Olivia Osborn
Olivia Osborn hopes to become a clinical social worker for dependent adults. When she isn’t studying, Olivia enjoys spending time with her family, friends, and girlfriend.
Get to know Olivia
- Major: Child, adult, and family services
- Class: Senior
- Hometown: Bettendorf, Iowa (Scott County)
- Career goal: Clinical social worker for dependent adults
- Clubs/activities: Louise Rosenfeld Undergraduate Research Internship
- Awards/honors: Dean’s list, Academic Recognition Award, Iowa’s Matthew Shepard Scholarship, Cardinal Leadership Scholarship, Kable Scholarship, McColm Scholarship, Wright Scholarship, Wardle Scholarship, Gustafson-Akins Scholarship, Kirkbride-Keller Scholarship
- Favorite place on campus: Media center in Parks Library basement
- Most influential ISU mentor: Megan Gilligan
- Favorite class: HD FS 276, Human Sexuality
- Why Iowa State: Scholarship opportunities
Olivia Osborn takes inspiration from mother to pursue a career and research opportunities as a social worker
As a child, Olivia Osborn witnessed her mother’s career as a social worker. Olivia often tagged along to her mother’s monthly gatherings in the Alzheimer’s and dementia care unit for residents and their families. She started out by volunteering to serve punch and push wheelchairs. Her benevolence has only grown since then.
These experiences kindled Olivia’s abundant desire to become a social worker herself — specifically working with older, dependent adults.
As a child, adult, and family services major at Iowa State University, Olivia has participated in the Louise Rosenfeld Undergraduate Research Internship under human development and family studies associate professor Megan Gilligan.
Olivia is researching adult siblings who are caretakers for a parent with Alzheimer’s or related dementia. Her research is conducted through video conference interviews, recording familial interactions, and collecting saliva samples from the siblings to record stress hormones.
“I think that whenever there is a confrontation or conflict regarding care when [siblings] are not on the same page, there are probably going to be spikes in their stress hormones,” she said.
Olivia is also a direct support intern for Mainstream Living Inc. Her tasks include working with residents who have intellectual disabilities by providing daily care, taking them to therapy, or getting their groceries.

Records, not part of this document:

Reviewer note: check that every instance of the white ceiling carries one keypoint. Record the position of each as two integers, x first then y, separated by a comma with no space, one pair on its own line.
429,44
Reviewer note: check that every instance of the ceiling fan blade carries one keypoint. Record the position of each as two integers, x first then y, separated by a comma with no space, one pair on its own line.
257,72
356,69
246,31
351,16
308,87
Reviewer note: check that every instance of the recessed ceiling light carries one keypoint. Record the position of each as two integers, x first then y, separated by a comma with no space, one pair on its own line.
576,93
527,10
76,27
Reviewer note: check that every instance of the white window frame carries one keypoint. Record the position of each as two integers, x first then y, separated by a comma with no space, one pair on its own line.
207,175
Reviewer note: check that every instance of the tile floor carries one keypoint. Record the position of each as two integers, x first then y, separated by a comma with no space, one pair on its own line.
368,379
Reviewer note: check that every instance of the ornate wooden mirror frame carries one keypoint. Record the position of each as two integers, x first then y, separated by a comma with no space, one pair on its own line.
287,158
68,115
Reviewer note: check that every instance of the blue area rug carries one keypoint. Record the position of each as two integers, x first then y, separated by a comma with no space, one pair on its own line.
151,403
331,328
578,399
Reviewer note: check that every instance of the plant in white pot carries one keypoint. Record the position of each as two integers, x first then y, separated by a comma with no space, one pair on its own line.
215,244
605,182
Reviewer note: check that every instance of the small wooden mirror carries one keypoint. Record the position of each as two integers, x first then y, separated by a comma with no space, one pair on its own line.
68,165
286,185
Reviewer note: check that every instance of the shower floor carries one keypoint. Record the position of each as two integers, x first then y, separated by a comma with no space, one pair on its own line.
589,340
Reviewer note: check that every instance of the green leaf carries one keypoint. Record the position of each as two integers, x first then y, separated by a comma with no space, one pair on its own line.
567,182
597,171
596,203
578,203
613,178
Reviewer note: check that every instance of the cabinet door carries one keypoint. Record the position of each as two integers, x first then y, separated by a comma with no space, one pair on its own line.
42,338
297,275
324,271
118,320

“It’s a very challenging job,” she said. “[Residents] know how to push your buttons sometimes, but I think seeing them accomplish something that they didn’t think they could do, or overcoming a challenge is the best part [of my job].”
Olivia isn’t interested in working in daily care forever, and hopes to graduate to providing mental health assistance for older adults with intellectual disabilities. She believes it’s an area that is too often overlooked in the human services industry, and can have massive repercussions on a person’s depression or anxiety.
She said that her classes have prepared her for the real-world of social services by not sugar-coating lessons. However, nobody quite prepared her as much as her own mother did.
“Seeing my mother as a single mom and raising two kids as a social worker made me think, ‘I’m okay to do this. If she can do this and raise two kids, I can do this and be okay,’” Olivia said. “I don’t have to be in a career for money; I can actually do what I want to do, because she did it.”